Елена Яковлевна была недовольна тем, что её оторвали от работы. Аня это сразу почувствовала – в то мгновение, когда Погосян сказал, что на картины Берга они с Екатериной Васильевной пойдут смотреть вдвоём, а Максима, Диму и Аню оставляют с хранителем фонда живописи.
– Леночка, расскажите им что-нибудь интересное. Уверен, у вас найдётся занимательная история, – Андрей Ашотович кивнул ей с неизменной галантностью.

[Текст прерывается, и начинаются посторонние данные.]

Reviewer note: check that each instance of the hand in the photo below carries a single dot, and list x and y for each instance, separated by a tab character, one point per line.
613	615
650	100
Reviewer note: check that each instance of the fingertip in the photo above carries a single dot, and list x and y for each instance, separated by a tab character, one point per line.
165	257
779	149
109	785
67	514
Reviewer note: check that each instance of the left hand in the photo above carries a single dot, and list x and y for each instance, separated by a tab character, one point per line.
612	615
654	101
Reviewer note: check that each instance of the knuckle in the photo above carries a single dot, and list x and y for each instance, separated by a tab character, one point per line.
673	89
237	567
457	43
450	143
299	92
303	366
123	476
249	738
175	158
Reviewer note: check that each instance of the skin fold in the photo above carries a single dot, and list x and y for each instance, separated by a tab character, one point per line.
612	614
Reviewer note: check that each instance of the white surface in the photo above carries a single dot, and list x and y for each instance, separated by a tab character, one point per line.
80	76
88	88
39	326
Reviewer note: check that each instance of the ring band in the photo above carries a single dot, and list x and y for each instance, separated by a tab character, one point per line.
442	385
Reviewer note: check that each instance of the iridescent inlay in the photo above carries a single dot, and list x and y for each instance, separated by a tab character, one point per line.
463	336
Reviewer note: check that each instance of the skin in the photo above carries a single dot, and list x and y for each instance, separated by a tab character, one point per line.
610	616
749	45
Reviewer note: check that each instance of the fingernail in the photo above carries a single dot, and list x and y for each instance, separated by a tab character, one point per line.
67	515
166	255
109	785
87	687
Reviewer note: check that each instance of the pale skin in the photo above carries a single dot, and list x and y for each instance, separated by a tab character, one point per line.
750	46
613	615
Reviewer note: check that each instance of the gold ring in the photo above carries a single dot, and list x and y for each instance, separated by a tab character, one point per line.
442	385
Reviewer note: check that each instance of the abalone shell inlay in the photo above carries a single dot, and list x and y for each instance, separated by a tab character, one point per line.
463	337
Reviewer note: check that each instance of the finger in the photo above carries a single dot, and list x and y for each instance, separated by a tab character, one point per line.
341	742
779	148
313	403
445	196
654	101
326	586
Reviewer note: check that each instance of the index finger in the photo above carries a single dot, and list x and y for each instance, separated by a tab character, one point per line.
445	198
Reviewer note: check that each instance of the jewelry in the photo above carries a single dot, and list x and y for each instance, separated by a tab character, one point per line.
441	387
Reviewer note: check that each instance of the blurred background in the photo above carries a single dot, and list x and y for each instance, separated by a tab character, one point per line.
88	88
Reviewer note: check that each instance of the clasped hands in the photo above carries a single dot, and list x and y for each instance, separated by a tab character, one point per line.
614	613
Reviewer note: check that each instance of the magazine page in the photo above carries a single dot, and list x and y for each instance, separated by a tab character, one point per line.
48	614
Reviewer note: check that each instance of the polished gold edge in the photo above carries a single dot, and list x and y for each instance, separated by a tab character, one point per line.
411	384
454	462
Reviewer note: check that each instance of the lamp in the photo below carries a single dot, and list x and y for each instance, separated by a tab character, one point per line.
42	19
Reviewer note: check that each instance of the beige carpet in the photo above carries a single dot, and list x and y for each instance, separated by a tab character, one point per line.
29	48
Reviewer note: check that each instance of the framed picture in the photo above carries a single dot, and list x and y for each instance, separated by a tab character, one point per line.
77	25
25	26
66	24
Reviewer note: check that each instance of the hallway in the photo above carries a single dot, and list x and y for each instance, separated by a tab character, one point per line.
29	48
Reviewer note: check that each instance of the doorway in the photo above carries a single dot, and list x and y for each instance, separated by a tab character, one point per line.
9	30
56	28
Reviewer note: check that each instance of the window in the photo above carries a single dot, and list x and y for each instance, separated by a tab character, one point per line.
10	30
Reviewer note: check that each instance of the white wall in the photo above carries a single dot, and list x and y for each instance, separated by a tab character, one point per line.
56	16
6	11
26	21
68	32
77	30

Елена Яковлевна в присутствии Погосяна улыбалась, но, едва он увёл Екатерину Васильевну в глубь хранилища, посмотрела на своих подопечных с гримасой нескрываемого раздражения. И вместо обещанной истории произнесла:
– Ничего не трогайте. Если будут вопросы, задавайте.
Дима приоткрыл рот, но, к счастью, так и не придумал, что сказать в ответ. Аня постаралась незаметно оттеснить брата и прежде всего извинилась перед хранителем за то, что они по стечению обстоятельств вынуждены помешать её работе.
Аню всегда тянуло сгладить любую замеченную неровность – успокоить недовольного, утешить обиженного. Если ей это удавалось, она чувствовала необъяснимое удовлетворение, а однажды поверив в себя, уже не опасалась вступать в примиряющий разговор даже с совершенно незнакомыми людьми. Знала, что под внешним раздражением отъявленного зануды нередко прячется душевный, по-своему интересный человек. Требовалось лишь найти к нему подход.
Одежда Елены Яковлевны – вельветовые брюки и жакет с воротником-стойкой – казалась опрятной, но уж слишком закрытой. Косметикой она не пользовалась, только бальзамом для губ. Седые волосы лежали аккуратно. На безымянном пальце не было обручального кольца. Под ногтями – въевшиеся следы от чернил. Над губами – заметные чёрные волоски. Из всего этого Аня сделала вывод, что с Еленой Яковлевной нужно вести себя как послушная гимназистка. И первым делом восхитилась тем, как в хранилище всё надёжно и компактно организовано.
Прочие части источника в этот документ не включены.